Thursday 20 August 2015

Summary

Since the firm pencils down date is approaching, I'll summarize the work I've done during the summer in this post.

All of the required features mentioned in the proposal are implemented and tested, that is image attribute query, 2D image reading (using basic sampler setup) and 2D image writing. Image reading using different sampling configurations is supported too, which was an optional feature. The following sections give an overview to the state of the project.

Image attributes

Image attributes are implemented as implicit kernel arguments. The implicit arguments are added to the kernel signature by a new LLVM pass in the AMDGPU backend. The arguments are inserted immediately after the image argument they belong to. The new LLVM pass (named AMDGPUOpenCLImageTypeLoweringPass) iterates over the kernel functions found in the opencl.kernels metadata node, and performs the modifications for each function. Furthermore the pass substitutes calls to llvm.OpenCL.image.get.size* and llvm.OpenCL.image.get.format* (the suffix is 2d or 3d) with implicit parameter loads. These are not real intrinsics; neither of them are listed in any tablegen file. These pseudo-intrinsics are used in the implementation of the OpenCL get_image* builtins (see this patch).

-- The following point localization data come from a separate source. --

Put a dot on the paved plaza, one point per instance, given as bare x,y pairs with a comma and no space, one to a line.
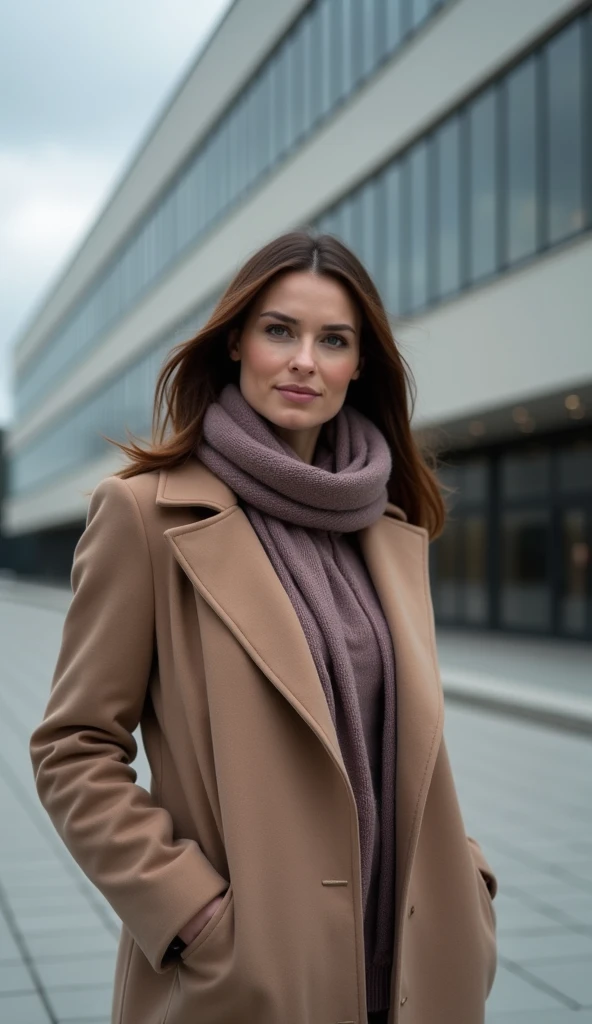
525,793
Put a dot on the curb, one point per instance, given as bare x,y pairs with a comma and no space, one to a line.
569,713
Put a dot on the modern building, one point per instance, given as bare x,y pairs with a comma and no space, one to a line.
450,143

The presence of the implicit arguments are indicated by special type strings in the kernel argument metadata. The type strings __llvm_image_size and __llvm_image_format signal clover to add the appropriate image attribute values to the kernel input vector. For more information, see this blog post and this patch.

Image reading

Clover has already supported image objects and image-related API calls when I started working on image support in May. There were only a few minor problems. The first one is that clover linearized the transfer region before mapping, e.g. mapping a 3x4x2 box got flattened into a linear transfer of size 2*slice_pitch + 4*row_pitch + 3*element_size. This is a problem in case of tiled GPU resources: the driver needs to know the exact region to be able to transfer the data correctly. See this patch.
Another problem is that the driver may override the transfer pitch, which was ignored by clover. This patch fixes the issue.
The final problem with clover was that it didn't upload any value for samplers. The hardware I was working with (Mobility Radeon HD 5850: a Juniper chip) uses texture fetch instructions that need the coordinate type, i.e. normalized or unnormalized, as an operand, rather than looking this information up from a 3D register as is the case with addressing and filter modes. This implies that the kernel code itself (rather than the pre-launch register state setup) may require the information that a sampler uses normalized or unnormalized coordinates. To this end a bitfield containing sampler configuration is uploaded as the value of the sampler argument. See this patch for the implementation. For compile-time constant global and kernel local samplers, which are not supported yet, this wouldn't be a problem of course.

Read-only images are implemented as sampler views in the r600g driver. Only minor modifications were needed, since texture sampler state and view setup for graphics was already present, furthermore compute and graphics setup of these objects are very similar. Resource IDs appropriate for compute had to be used, and the compute flag (0x2) had to be bitwise or'd to the PKT3 headers. Unsetting the sampler views had to be handled too. See this patch.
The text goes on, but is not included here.